Divine did sign to a major label, Sony Music, but earlier this year launched Gully Gang Entertainment, to go it alone. “I wanted to do things on my own, and do it better I guess!” he said, of his move to independence.
“I was shooting my own videos anyway, and I had my own style of rap… I thought why not go out alone? Sony was good, it was not bad. They were there, but I thought that I could just go out there and be on my own, get more opportunities and work with more brands. Brands is where the game changed for me: I worked with Netflix, with Budweiser and Red Bull. These guys are who are bringing in the money for me.”
Khimani said this is an important trend. “It’s been a whole lot of firsts,” she said, noting that there has been an effort to move away from the prevailing “works-for-hire” model in the Indian music industry.
“We’ve deviated from the works-for-hire model very consciously, because we see the long-term value in the music that Divine’s creating… You’ll see a lot of sync deals happening with a lot of brands that he works with,” she said. “The key aspect is that instead of just simply doing a works-for-hire transaction, we licensed the songs out and allowed Divine to keep the rights with him.”
“We work with brands who fit with us culturally, who fit with Divine and his music,” added Kataria, who launched Gully Gang Entertainment with Divine.
“I try to make songs with brands that make sense, first of all. I’ve done movie tracks, but I’ve worked with movies that made sense to me. Gully Boy made sense to me, because it was partly inspired by my life… and it was a Bombay movie,” said Divine. “My main motive is to bring hip-hop properly in India.” Not least to offer inspiration to the next generation of Indian teenagers: “You can do any art-form you want, whether it’s dance or hip-hop”.
He’s keen for Gully Gang Entertainment to continue the collaborative nature of the Indian hip-hop scene, working with an array of younger artists to realise their influences. “It’s not Bollywood that defines our music.”
Kataria talked about the ambitions. “Content is something that’s a big part of it: we’ve been producing videos ourselves for the longest time. Why not do that at scale now?” He added that merchandise has been “neglected” in India, so that’s also high on the company’s agenda.
Khimani said that “it’s been a very conscious decision to know when to say no.
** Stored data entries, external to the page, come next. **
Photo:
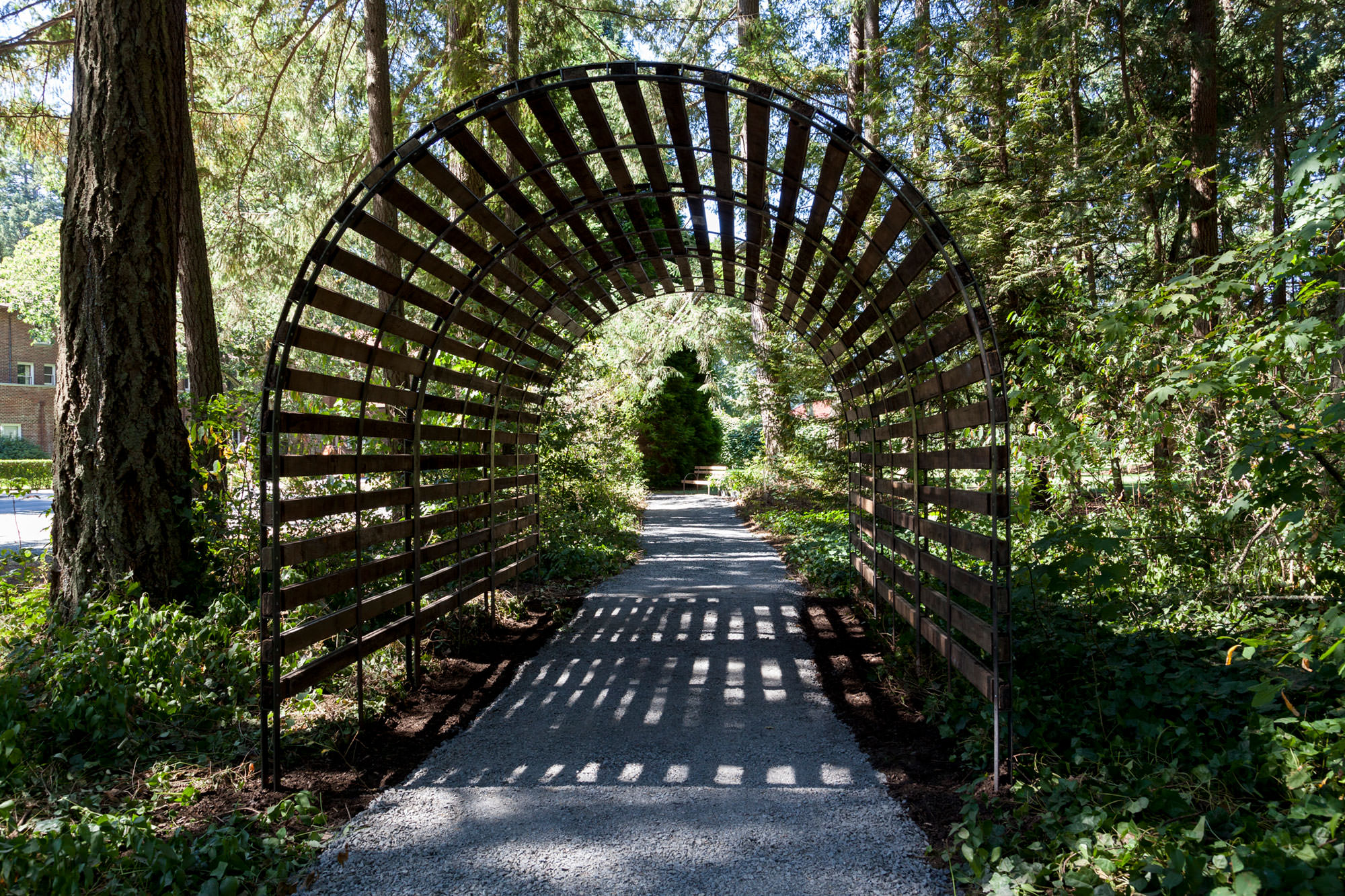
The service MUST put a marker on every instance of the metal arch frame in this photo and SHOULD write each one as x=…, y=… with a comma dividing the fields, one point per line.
x=867, y=358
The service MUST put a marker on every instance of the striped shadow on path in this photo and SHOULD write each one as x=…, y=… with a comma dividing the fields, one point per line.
x=673, y=739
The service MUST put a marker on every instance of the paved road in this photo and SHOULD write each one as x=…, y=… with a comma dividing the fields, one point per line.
x=25, y=522
x=673, y=739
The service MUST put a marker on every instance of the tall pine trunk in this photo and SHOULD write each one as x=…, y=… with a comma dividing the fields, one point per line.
x=766, y=380
x=1203, y=30
x=379, y=89
x=201, y=330
x=871, y=68
x=855, y=75
x=1277, y=146
x=922, y=100
x=122, y=463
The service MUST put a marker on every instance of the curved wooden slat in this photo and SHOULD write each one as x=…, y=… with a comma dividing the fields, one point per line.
x=595, y=196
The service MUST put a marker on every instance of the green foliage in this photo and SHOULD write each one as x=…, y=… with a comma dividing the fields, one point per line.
x=22, y=450
x=126, y=853
x=22, y=477
x=676, y=427
x=29, y=204
x=818, y=546
x=592, y=485
x=127, y=680
x=1152, y=764
x=30, y=279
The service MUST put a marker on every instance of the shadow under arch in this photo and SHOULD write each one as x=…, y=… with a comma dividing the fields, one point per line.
x=415, y=353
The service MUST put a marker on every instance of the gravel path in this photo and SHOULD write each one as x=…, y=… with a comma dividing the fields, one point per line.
x=673, y=739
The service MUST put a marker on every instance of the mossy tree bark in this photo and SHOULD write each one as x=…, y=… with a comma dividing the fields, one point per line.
x=122, y=463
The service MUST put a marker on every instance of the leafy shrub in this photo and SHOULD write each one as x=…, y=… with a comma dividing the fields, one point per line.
x=591, y=495
x=1156, y=762
x=126, y=854
x=677, y=428
x=22, y=477
x=820, y=546
x=21, y=450
x=123, y=669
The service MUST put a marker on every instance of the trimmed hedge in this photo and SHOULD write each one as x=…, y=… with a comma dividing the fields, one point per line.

That’s one of the most critical aspects… we only associate with brands that we feel very strongly about, and who we feel has a connection with him and his music”. This will extend to other artists working with the label: “How can we not make this another routine brand endorsement or branded-content transaction?”
The team is being built from people who Divine grew up with. “That’s the strongest part about me: these are guys who are my friends and who believe in me and my music,” he said. “My job is to keep calm and keep him out of trouble, so that’s what I do!” added Khimani.
The session ended with a discussion of music-business literacy among Indian artists. “Unfortunately it’s still a market that has yet to become more aware about copyright in general, especially when it comes to hip-hop. It’s a genre that’s establishing itself,” said Khimani.
“It’s very important for them to be educated in some way: to realise what are the different layers of rights that are available, and how you go about protecting this… It’s also the artist’s responsibility to educate themself… to understand the intricacies, and what’s truly valuable.”
Divine had the final word, on the prospects for Indian hip-hop and its artists: “The sound is very fresh, it’s very new and it’s very promising. And it’s coming from all corners. It’s the best time, so let’s see where we go with this!”